Section 8 Melbourne, AustraliaThis urban molecule brings the city fringe into the CBD; it is the meeting of a shipping yard with the central urban situation of China town. The conjoining of the two, in the open air, with the Melbourne CBD towering above, creates a theatre where the punter is performer; a congregation of towers forming an urban spectatorship. Melbourne's first truly temporary bar eschews the niceties of fashion; responding instead to context, weather, and the unforgiving reality that the 'designer bar' in Melbourne is all too quickly usurped by the next in a domino line of designer bars.
By the time Melbourne is sick of the temporary bar, the temporary bar will be sick of Melbourne; it will have moved on.
Section 8 is a tough response to an effete typology. Bar culture in Melbourne is notably anti-urban, cocooned from the city. The scheme responds to the temporal brief and restricted budget by showcasing the theme of the temporary. The project is imbued with the city, the designers hand buried in the undersigned urban realm.
100 pallets are transformed into decking, seating, and tables; 50 suspended umbrellas achieve a surreal sense of partial enclosure; 1 container installs a bar; 1 container provides amenities.

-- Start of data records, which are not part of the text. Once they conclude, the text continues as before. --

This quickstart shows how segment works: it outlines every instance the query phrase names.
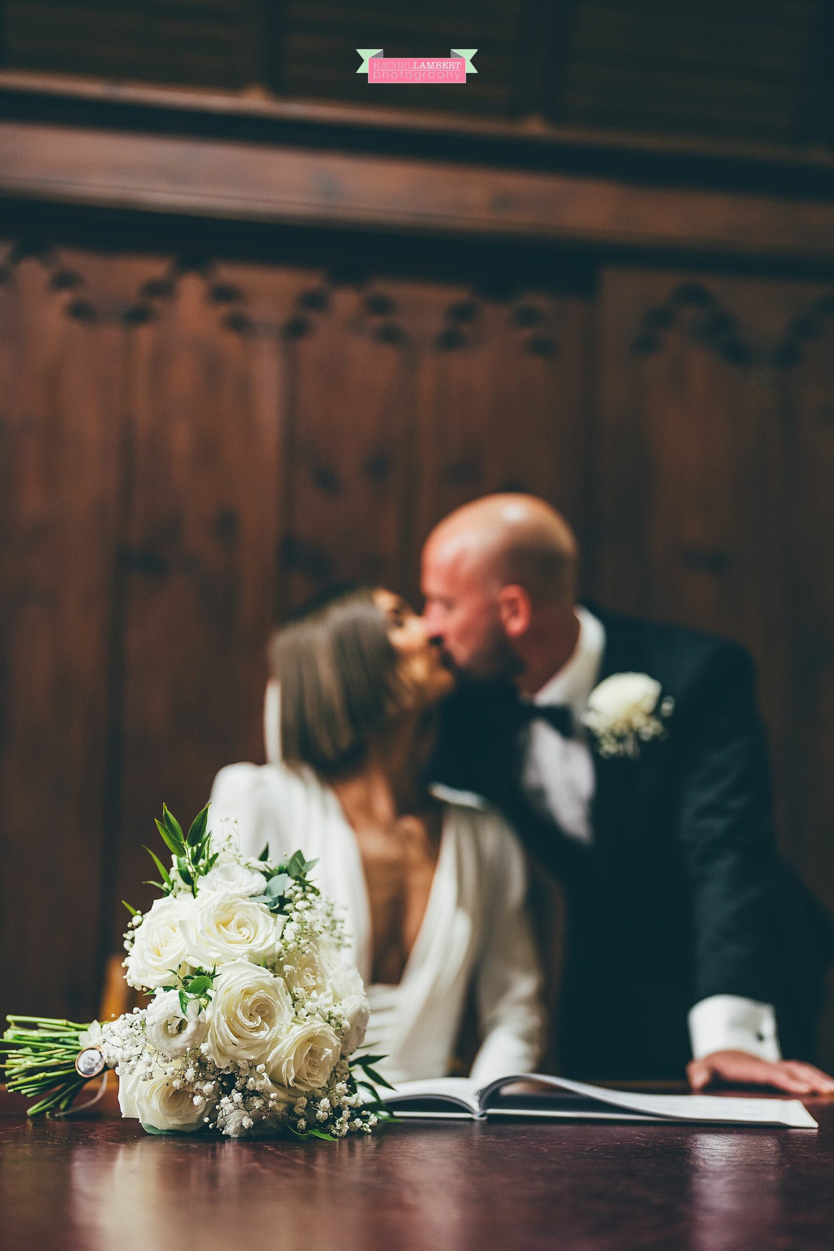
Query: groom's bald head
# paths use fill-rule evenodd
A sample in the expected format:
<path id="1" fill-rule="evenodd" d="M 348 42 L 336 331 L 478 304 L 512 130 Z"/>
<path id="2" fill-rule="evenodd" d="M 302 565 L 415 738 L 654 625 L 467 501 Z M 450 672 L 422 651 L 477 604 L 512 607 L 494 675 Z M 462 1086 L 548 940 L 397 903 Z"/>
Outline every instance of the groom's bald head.
<path id="1" fill-rule="evenodd" d="M 493 585 L 516 583 L 536 603 L 575 595 L 576 539 L 555 508 L 535 495 L 484 495 L 444 518 L 425 560 L 454 563 Z"/>
<path id="2" fill-rule="evenodd" d="M 573 622 L 576 540 L 535 495 L 486 495 L 440 522 L 423 552 L 430 633 L 483 677 L 518 672 L 536 626 Z M 570 626 L 573 629 L 573 626 Z"/>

Responding to context, weather, the temporal brief and restricted budget the venue is constructed of 100 pallets; transformed into decking, seating, and tables, 50 suspended umbrellas creating a surreal sense of partial enclosure, 1 shipping container installs a bar; 1 container provides amenities. A cryptic crossword spray-painted across the ‘modular landscape’ grid talks to the workers in the office towers above.
Section 8 went on to be published numerous times, both locally and internationally, featured in television documentaries and advertisements, found its way to the Australian pavilion at the Venice Biennale and was awarded runner up in the Idea Interior Design Awards 2006.